Predicting the New York Mets' Breakout Players of 2013
What exactly is a breakout player? Well, according to MLB.com's GIBBY Awards (a set of honors and accolades handed out after the season to the best of a number of categories), a breakout player involves such a player having a season like he's never had before. After a breakout season, the player is considered a "heavyweight" and to be in the "top echelon" of his peers.
In 2012, we saw some incredible breakout campaigns across the MLB. Chase Headley in San Diego finally put it all together and had himself an MVP-caliber season, leading the league in RBI. The Nationals' shortstop Ian Desmond smacked 25 home runs and stole 21 bases, all while hitting .292. Even the New York Mets' very own R.A. Dickey was considered a breakout pitcher in 2012, at the ripe age of 38, as he went on to claim the league's Cy Young Award.
Heading into the 2013 season, there are some questions surrounding the overall talent on the Mets' squad. But there are a certainly a handful of players that are flying under the radar, or have yet to put together the type of season that can truly make in impact on a team. Here's a look at some potential breakout players for the 2013 Mets.
Ike Davis was drafted by the Mets in the first round (18th overall) in 2008. Just two years later, he made his mark on CitiField. Davis came up with the Mets in April 2010 as a 23-year-old, and immediately gave Mets fans a glimpse of what could be in-store over the next decade or so. There were even some early comparisons to Keith Hernandez—certainly a high praise for the young left-handed first baseman, a la "Mex".
And while Davis enjoyed success in his rookie season, mashing 19 homers along the way (he also finished seventh in the league's Rookie of the Year voting), it wasn't a complete breakout season. He managed a mediocre .264 batting average and a decent .351 OBP. 2011 was not as kind to the youngster. In May, a freak collision with teammate David Wright resulted in a high ankle injury, that would cost Davis the rest of the season—he played just 36 games that season.
Davis had a rough start in 2012, coming off of that injury.

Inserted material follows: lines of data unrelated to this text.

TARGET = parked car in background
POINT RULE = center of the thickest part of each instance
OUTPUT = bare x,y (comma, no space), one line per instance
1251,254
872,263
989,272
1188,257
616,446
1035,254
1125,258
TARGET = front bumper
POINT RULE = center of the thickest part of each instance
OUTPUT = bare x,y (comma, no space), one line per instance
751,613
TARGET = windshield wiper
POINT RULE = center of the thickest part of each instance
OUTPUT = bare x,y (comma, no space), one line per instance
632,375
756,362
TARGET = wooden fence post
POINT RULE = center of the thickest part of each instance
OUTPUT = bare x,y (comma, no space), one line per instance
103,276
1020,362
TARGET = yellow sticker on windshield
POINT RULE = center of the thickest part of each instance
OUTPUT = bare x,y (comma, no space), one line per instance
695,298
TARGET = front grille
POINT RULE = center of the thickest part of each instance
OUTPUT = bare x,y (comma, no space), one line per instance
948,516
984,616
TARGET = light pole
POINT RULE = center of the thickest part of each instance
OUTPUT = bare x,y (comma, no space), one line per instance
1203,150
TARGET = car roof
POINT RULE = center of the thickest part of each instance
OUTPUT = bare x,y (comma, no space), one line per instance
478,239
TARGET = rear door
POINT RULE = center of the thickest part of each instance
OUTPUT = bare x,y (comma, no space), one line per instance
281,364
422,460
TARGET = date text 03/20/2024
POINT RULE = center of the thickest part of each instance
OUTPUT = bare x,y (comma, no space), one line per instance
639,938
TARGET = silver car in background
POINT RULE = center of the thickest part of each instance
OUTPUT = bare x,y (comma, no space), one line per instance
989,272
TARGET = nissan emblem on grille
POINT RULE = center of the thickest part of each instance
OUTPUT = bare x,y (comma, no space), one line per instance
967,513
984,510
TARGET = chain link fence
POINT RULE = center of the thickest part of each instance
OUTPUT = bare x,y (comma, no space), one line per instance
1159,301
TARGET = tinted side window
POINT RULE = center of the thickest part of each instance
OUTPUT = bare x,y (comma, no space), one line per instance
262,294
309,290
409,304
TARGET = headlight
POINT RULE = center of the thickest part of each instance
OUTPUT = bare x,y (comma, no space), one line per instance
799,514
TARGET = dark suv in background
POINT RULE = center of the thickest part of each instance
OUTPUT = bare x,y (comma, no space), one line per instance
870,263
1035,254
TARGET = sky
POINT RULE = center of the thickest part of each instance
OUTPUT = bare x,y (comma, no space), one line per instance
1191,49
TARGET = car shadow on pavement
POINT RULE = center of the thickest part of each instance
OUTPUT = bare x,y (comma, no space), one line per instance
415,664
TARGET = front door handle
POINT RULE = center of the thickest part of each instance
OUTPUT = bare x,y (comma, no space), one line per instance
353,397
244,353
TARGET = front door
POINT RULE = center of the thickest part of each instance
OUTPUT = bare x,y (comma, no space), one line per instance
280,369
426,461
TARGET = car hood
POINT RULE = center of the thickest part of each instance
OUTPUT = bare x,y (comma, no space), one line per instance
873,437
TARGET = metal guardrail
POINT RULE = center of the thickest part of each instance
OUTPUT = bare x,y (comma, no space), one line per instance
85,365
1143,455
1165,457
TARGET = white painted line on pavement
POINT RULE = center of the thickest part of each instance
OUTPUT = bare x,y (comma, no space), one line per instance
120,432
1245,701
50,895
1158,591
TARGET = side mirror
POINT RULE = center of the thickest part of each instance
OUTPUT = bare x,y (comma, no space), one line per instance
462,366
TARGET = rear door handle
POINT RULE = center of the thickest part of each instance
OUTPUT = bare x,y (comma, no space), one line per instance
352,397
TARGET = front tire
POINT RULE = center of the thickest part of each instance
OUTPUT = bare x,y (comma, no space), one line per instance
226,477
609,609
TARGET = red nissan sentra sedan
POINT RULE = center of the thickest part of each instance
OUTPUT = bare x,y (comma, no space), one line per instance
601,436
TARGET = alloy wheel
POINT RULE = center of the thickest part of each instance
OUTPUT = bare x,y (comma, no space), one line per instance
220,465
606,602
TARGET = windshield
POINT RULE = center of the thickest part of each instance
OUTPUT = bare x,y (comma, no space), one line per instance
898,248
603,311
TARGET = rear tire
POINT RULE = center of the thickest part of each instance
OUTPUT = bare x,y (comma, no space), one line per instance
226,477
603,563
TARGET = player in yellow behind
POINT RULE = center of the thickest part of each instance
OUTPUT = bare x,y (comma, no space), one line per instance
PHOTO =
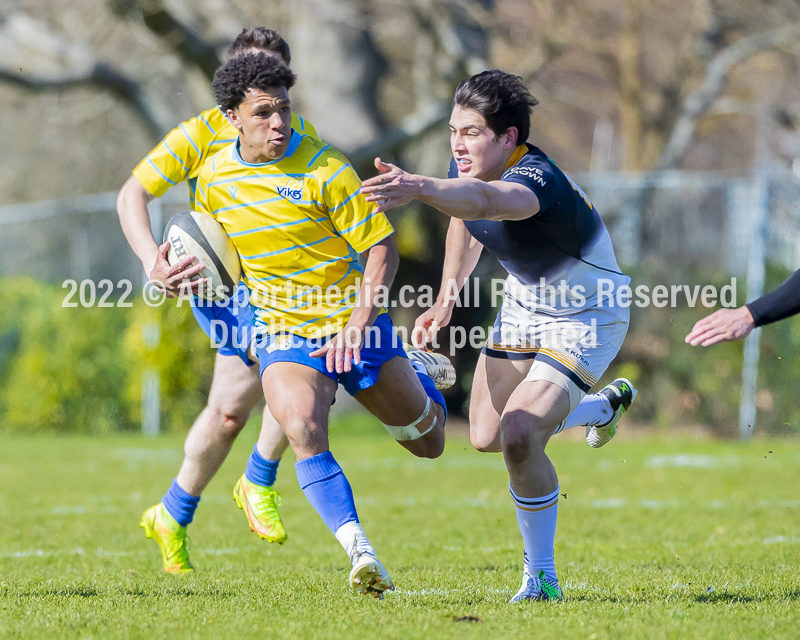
236,386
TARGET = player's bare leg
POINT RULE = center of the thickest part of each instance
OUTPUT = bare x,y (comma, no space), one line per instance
487,401
301,398
530,417
235,390
398,399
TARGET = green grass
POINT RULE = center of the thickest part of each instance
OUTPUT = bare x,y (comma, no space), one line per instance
656,539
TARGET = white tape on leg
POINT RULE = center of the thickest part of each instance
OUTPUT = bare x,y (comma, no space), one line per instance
411,432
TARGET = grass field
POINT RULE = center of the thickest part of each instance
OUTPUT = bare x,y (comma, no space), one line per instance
677,538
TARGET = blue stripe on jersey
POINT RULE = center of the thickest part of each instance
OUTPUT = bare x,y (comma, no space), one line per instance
269,254
189,138
324,184
289,276
245,206
172,153
159,171
210,128
358,224
348,199
338,312
275,226
252,177
319,153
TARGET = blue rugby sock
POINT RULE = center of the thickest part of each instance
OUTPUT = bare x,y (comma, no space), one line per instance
259,470
322,480
430,388
180,504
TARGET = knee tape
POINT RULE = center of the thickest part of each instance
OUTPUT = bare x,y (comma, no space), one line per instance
402,434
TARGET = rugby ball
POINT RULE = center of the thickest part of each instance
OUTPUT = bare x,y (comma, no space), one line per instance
197,234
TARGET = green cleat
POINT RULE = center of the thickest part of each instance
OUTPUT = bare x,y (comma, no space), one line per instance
171,537
620,394
260,505
538,589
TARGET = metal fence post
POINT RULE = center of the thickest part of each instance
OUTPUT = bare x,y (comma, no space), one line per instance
151,337
758,202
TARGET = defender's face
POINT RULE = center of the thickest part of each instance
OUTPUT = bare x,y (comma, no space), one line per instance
264,120
478,152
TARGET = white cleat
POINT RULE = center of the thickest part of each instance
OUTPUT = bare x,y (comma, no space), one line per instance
538,589
437,366
368,576
621,393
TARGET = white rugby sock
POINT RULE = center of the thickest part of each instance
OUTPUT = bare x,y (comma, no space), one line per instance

While also trying to shake a case of Valley Fever, Davis was hitting just over .200 by the end of June, with an ugly .278 on-base percentage. But he turned things around in the second half, blasting 12 of his 20 long balls after the All-Star break. His overall numbers in 2012 were decent, but not great. But if he can carry the momentum from the second half into 2013, we could finally be looking at Davis' breakout season.
Matt Harvey is just one of a number of youngsters making their way through the Mets' farm system. And, in 2012, Harvey made his Major League debut and was certainly impressive.
The 23-year-old was drafted seventh overall in 2010 by the Mets, and stormed through the minor leagues, striking out 268 batters in just 46 appearances (all starts).
After showing he had nothing left to prove in the minors, the Mets promoted the right-hander in July, and all he did was strike out 11 Diamondbacks in his debut. He finished the 2012 season with 70 strikeouts and a 2.73 ERA in 10 starts—very respectable numbers for the rookie.
He won't be eligible for the Rookie of the Year award in 2013, having pitched more than 50 innings last season. But he is almost guaranteed a spot in the starting rotation coming out of Spring Training, and with the Major League experience he gathered in 2012, he should be able to put all of the pieces together rather quickly in 2013, allowing him to have what could be a superb season.
Ever since Daniel Murphy debuted with the Mets in 2008, hitting .313 in just over 130 at-bats, Mets fans have been anxiously waiting for the Jacksonville-native to have a true breakout season. But, four seasons later, that has yet to happen. Injuries and a shortage of defensive positions have hindered Murphy's career.
After his eye-opening debut season, Murphy impressed even more in 2009 when he smashed 12 home runs in his first full season. But he missed the entire 2010 season due to two separate injuries to his right MCL. He returned in 2011, but did not show the same power he had demonstrated in '09, hitting just six home runs in 391 at-bats. He did manage a .320 batting average, however. His offensive production was similar in 2012.
The trouble the Mets were having was finding a place to put him in the field. In '08, he was the team's primary left fielder. But at times, he looked absolutely lost out there. So halfway through the '09 season, they placed him at first base, but that was hardly a solution. Finally, they plugged him in at second base, where he was a regular in 2012.
Now that he is completely healthy, and has a regular position, the hope is that Murphy will turn around and have a breakout season in 2013. A 20-home run season is not beyond the realm of possibilities with the 28-year-old, and as he projects to hit second in the batting order, he should be well-protected with David Wright and Ike Davis batting behind him.